Bel-Ami/Édition Conard, 1910/Opinion de la presse

Louis Conard, libraire-éditeur (XIIIp. 595-596).

OPINION DE LA PRESSE
SUR
BEL-AMI.


Nouvelle Revue, 1er  avril 1887 (Raoul Frary).

« M. de Maupassant… aime à courir droit au but, il raconte vite et ne décrit qu’en passant, avec une merveilleuse netteté de contour… M. de Maupassant semble être entré dans la vie avec une puissance de mépris que cinquante ans d’expériences justifieraient à peine… Bel-Ami est le chef-d’œuvre de ce jeune pessimiste, un modèle de satire en action, un tableau tout en repoussoirs. Jamais on n’a raconté avec tant de verve, le triomphe d’un gredin qui n’est pas même un homme de talent dans son métier : la vraisemblance y perd même un peu. »

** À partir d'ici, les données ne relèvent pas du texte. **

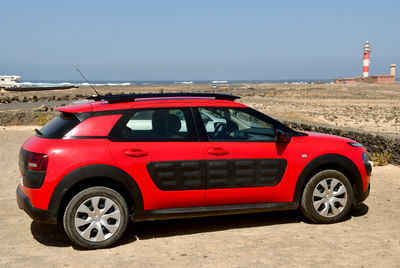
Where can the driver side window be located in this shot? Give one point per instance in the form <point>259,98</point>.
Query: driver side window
<point>235,124</point>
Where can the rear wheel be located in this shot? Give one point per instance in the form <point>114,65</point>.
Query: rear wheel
<point>96,217</point>
<point>327,197</point>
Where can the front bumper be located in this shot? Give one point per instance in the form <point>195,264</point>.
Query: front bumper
<point>40,215</point>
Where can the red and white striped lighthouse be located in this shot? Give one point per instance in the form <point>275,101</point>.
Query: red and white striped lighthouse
<point>367,51</point>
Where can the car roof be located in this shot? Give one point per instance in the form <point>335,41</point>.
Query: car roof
<point>123,102</point>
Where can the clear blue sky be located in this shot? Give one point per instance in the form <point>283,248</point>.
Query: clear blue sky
<point>196,40</point>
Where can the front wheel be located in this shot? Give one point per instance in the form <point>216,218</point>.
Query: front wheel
<point>327,197</point>
<point>96,217</point>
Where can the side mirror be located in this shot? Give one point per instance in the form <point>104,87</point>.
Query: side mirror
<point>282,137</point>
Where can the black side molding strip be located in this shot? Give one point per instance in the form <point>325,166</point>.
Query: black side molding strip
<point>83,137</point>
<point>191,212</point>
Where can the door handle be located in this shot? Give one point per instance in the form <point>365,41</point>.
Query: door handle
<point>217,151</point>
<point>135,152</point>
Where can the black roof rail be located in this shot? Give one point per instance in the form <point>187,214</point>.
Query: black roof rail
<point>132,97</point>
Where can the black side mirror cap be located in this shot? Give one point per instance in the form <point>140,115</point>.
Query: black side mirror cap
<point>282,137</point>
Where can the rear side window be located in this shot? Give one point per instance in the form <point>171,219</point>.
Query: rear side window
<point>59,126</point>
<point>157,124</point>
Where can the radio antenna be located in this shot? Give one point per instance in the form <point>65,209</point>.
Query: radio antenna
<point>97,93</point>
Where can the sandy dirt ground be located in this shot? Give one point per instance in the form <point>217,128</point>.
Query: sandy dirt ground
<point>370,237</point>
<point>369,107</point>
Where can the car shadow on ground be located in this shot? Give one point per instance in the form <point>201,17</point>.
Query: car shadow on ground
<point>54,235</point>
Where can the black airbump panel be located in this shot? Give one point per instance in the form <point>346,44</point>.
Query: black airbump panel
<point>178,175</point>
<point>216,174</point>
<point>235,173</point>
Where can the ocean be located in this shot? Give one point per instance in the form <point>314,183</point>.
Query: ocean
<point>37,83</point>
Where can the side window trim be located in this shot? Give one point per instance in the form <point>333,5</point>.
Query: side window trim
<point>203,132</point>
<point>115,133</point>
<point>200,128</point>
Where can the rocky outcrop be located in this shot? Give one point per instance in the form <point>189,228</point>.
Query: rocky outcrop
<point>375,143</point>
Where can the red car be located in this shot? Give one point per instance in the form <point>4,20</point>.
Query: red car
<point>159,156</point>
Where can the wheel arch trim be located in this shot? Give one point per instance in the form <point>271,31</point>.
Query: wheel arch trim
<point>108,172</point>
<point>330,161</point>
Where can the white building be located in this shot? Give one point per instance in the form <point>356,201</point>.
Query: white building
<point>7,81</point>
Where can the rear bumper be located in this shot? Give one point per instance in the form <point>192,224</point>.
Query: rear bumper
<point>40,215</point>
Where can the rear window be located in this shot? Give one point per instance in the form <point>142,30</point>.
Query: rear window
<point>59,126</point>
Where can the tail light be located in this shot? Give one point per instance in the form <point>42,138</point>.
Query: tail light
<point>37,161</point>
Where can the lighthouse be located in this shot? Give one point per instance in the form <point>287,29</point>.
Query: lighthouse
<point>367,51</point>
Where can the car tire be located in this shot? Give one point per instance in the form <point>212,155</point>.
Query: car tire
<point>327,197</point>
<point>96,217</point>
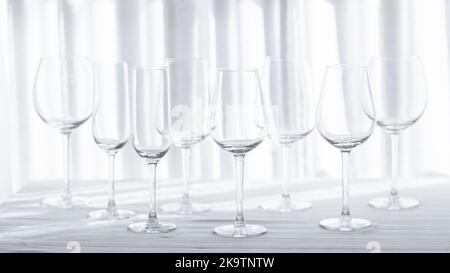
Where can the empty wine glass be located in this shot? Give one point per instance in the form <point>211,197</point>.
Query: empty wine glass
<point>400,96</point>
<point>289,106</point>
<point>237,125</point>
<point>346,119</point>
<point>189,99</point>
<point>63,99</point>
<point>151,136</point>
<point>111,126</point>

Revue Bleue, 23 mai 1885 (Maxime Gaucher).

« C’est une œuvre très forte, très puissante, mais d’une vérité cruelle et légèrement répulsive, le Bel-Ami de M. de Maupassant… Ce misérable réussit avec une chance si constante et il accepte le succès comme chose due avec une si imperturbable sérénité que cela en devient exaspérant… Et cependant, une fois ce livre bleu entre les mains, je ne l’ai pas lâché, mais j’ai lu tout d’une haleine, non pas le dévorant, mais le savourant. Que voulez-vous ? Cela est à la fois irritant et exquis. »


Nouvelle Revue, juin 1885 (Francisque Sarcey).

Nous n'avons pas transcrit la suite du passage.